Atlas is a relatively new Atlassian product that addresses async status reporting!

We have started using it a few months ago, and we kinda like what we saw so far.

0 votes
Jan Lambrecht September 24, 2020

Here's a third way. It uses the setup and labels from https://www.tacticalprojectmanagement.com/confluence-tutorial-project-portfolio-dashboard/ 

I implemented this solution on a new project and so far, it beats other alternatives (like storing PDF extracts of previous reports).
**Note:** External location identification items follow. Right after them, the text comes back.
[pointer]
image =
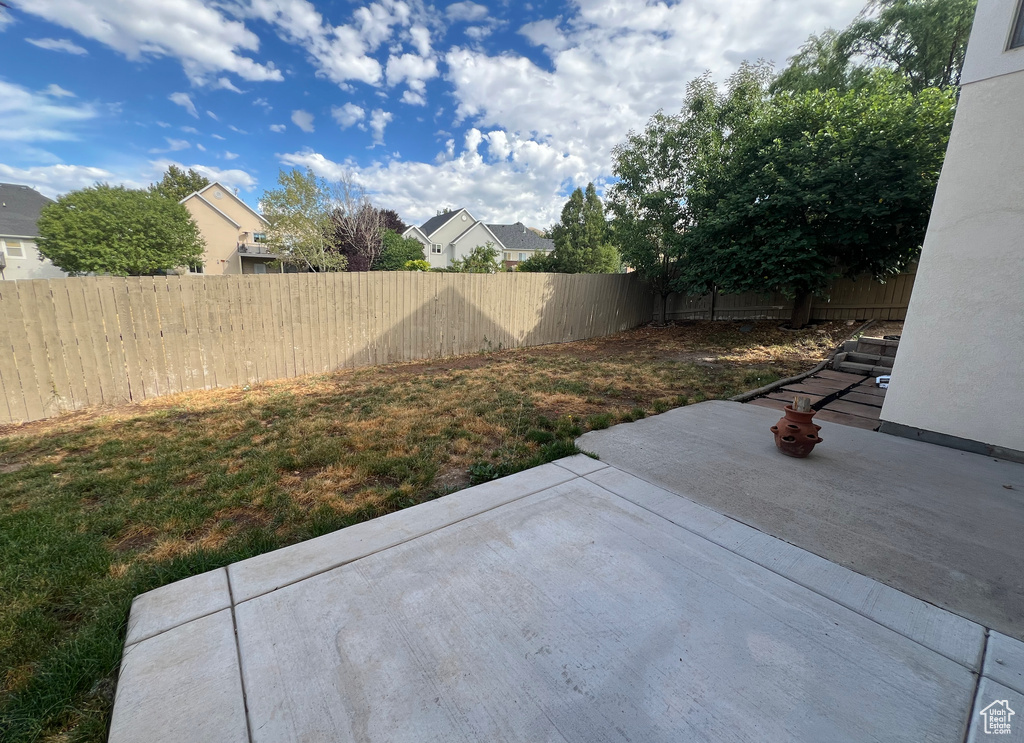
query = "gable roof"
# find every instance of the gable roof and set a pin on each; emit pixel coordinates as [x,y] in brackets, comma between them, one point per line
[19,208]
[520,237]
[435,223]
[211,206]
[229,192]
[479,222]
  1. Create a new page called "Status Report Archive"
  2. Go to the Portfolio Page (i.e. the page that summarises the individual reports) and click on the 3 dots in the top right-hand corner.
  3. In the pop-down menu, select "Copy".
  4. In the "Copy" dialogue
    1. Select "Status Report Archive" as the Parent Page.
    2. Select "Include child pages".
    3. Click "Next".
  5. In the "Copy pages" dialogue
    1. Add the archival date into the "Start titles with" field, e.g. "yyyy-dd-mm_" will give you an archived copy of the Portfolio Page called "yyyy-mm-dd_Portfolio Page".
    2. The preview shows the results.
    3. Un-tick the "Labels" box. Otherwise all your archived pages will show up in the current report.
    4. Click "Copy" and let Confluence do the work.
  6. Now, go to the archived summary page; let's assume you called it "2020-09-24_Portfolio Page". 
    1. Select the first of the sub-pages; scroll to the bottom (or press "l") and add the label "2020-09-24_status".
    2. Repeat for all remaining sub-pages.
    3. Return to the top page and edit it
      1. Edit the page property report.
      2. Add "2020-09-24_status" as label in the property report.
  7. Now, the archived portfolio page displays the correct information.
  8. Consider changing the access rights to the archived pages to read-only.

Enjoy!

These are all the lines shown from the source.